Earlier this year, Mojave Flea joined Ron Herman for a three-month pop-up that included high-end labels like Ulla Johnson and Dries Van Noten. “This is insane because when I was in middle school, I used to take the RTD bus to Melrose to go shopping to Fred Segal,” says Morelos. “People who started this whole concept decades ago now want to be a part of what I created. It’s just an amazing cycle of inspiration,” he says, referring to Segal’s shop.・We recognize the benefits of the in-shop format.
Morelos grew up in LA and moved to Seattle in the 90’s to work in the music business, eventually working at Rudy’s Barber Shop at the first Ace Hotel. “I fell in love with being surrounded by creative people and it affected the trajectory of my life,” he says of the experience.
He landed in New York City in 2001 to work at Bumble and Bumble, opened his own salon in Williamsburg, Brooklyn in 2002, and opened Scandinavian Grace in 2007, his first foray into retail. Did. One in Brooklyn and one in Phenicia in the Catskills.
When the recession hit, the Brooklyn store collapsed and burned, but the Phenicia location remained consistent.
“We’ve found that destination-based retail can thrive in any situation when people are there, weekends, vacations, day trips…it’s not grounded in reality,” he says.

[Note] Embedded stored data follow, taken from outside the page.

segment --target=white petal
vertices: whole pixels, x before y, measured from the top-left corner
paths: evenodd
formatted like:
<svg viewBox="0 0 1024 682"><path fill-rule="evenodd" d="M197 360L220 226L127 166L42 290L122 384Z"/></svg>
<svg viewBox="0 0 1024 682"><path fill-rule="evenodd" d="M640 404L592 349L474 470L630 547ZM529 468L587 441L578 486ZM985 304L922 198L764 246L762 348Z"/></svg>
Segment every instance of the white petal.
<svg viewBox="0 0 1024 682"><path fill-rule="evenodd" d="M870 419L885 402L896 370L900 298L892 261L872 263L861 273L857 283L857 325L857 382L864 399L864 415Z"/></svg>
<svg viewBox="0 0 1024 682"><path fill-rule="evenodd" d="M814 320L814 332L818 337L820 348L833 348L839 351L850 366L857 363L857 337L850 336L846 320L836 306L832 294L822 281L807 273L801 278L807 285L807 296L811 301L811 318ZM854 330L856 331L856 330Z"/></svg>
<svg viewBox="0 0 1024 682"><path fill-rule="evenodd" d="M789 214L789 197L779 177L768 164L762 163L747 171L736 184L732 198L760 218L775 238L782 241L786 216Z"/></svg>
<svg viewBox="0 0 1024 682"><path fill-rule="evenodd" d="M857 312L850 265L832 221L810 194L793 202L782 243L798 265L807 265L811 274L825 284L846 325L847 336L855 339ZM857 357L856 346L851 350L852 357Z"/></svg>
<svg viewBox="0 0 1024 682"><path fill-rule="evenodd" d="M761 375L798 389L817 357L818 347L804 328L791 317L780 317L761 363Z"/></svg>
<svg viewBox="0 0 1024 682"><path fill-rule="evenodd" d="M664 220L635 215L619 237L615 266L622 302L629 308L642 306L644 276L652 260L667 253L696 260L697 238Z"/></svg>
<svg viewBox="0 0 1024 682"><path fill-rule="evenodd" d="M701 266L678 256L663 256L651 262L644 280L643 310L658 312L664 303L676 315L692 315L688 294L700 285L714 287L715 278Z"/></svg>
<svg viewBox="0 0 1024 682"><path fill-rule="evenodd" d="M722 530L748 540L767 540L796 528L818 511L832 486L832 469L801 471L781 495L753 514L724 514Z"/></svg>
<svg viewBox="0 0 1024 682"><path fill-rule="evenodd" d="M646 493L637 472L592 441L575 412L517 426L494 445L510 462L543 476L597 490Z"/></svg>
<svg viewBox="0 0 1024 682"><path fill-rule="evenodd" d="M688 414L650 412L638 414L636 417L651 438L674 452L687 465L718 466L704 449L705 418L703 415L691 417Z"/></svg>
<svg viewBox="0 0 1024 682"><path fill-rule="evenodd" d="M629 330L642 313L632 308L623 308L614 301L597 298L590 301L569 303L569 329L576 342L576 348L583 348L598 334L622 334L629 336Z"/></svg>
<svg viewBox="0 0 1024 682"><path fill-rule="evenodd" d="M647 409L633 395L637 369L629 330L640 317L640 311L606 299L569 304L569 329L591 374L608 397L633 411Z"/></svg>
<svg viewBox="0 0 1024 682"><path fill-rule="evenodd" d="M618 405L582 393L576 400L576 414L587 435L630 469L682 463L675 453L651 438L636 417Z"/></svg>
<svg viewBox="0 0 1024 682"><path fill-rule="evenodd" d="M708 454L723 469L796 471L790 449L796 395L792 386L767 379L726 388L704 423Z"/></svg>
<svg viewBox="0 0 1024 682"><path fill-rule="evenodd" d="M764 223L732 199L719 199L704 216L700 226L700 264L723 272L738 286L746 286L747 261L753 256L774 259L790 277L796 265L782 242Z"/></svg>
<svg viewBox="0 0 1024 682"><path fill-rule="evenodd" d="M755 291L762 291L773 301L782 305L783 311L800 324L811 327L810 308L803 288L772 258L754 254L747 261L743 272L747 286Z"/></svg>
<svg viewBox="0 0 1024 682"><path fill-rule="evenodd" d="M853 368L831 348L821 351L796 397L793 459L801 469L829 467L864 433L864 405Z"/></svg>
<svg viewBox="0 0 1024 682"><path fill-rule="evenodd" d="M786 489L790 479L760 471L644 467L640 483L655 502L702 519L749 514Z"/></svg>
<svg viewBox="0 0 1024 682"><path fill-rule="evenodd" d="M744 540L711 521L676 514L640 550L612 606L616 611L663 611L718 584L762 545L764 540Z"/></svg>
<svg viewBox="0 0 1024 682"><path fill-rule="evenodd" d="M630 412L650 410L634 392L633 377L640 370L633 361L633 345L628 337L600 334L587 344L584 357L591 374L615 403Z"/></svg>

After taking the flea market concept west in 2018, he fell in love with Palm Springs and moved to a desert community in the heat of July.
When the COVID-19 lockdown began in March 2020, he was producing pop-up markets on LA’s The Row Downtown and Culver City platforms, in addition to Ace in Palm Springs. After everything shut down, he first tried to start selling online.
“But my experience with Scandinavian Grace during the recession made me pivot to building a brick-and-mortar market. ‘” he says of the trend to focus on smaller markets, with the Hamptons, Aspen and other suburban neighborhoods becoming new retail destinations during the pandemic.
In October 2021, we added a 10,000-square-foot store in Yucca Valley near Joshua Tree, and earlier this year, we added a 5,000-square-foot Fog City Flea in the Ferry Building in San Francisco.
He still runs several roaming pop-up maker markets, including Southern Free, which tours Richmond, Virginia. Charlottesville, North Carolina and Chattanooga, Tennessee will launch him in November, while Evergreen Free will launch in Portland, Oregon for his holiday season. He sees them as proof-of-concept experiments for brick-and-mortar stores of the future.
“There is so much richness in every corner of this country. As someone who curates stores and markets, it is very inspiring to see the textures, aesthetics and technology of different regions. It doesn’t make sense in upstate New York,” Morelos says. “It makes me roll my eyes.”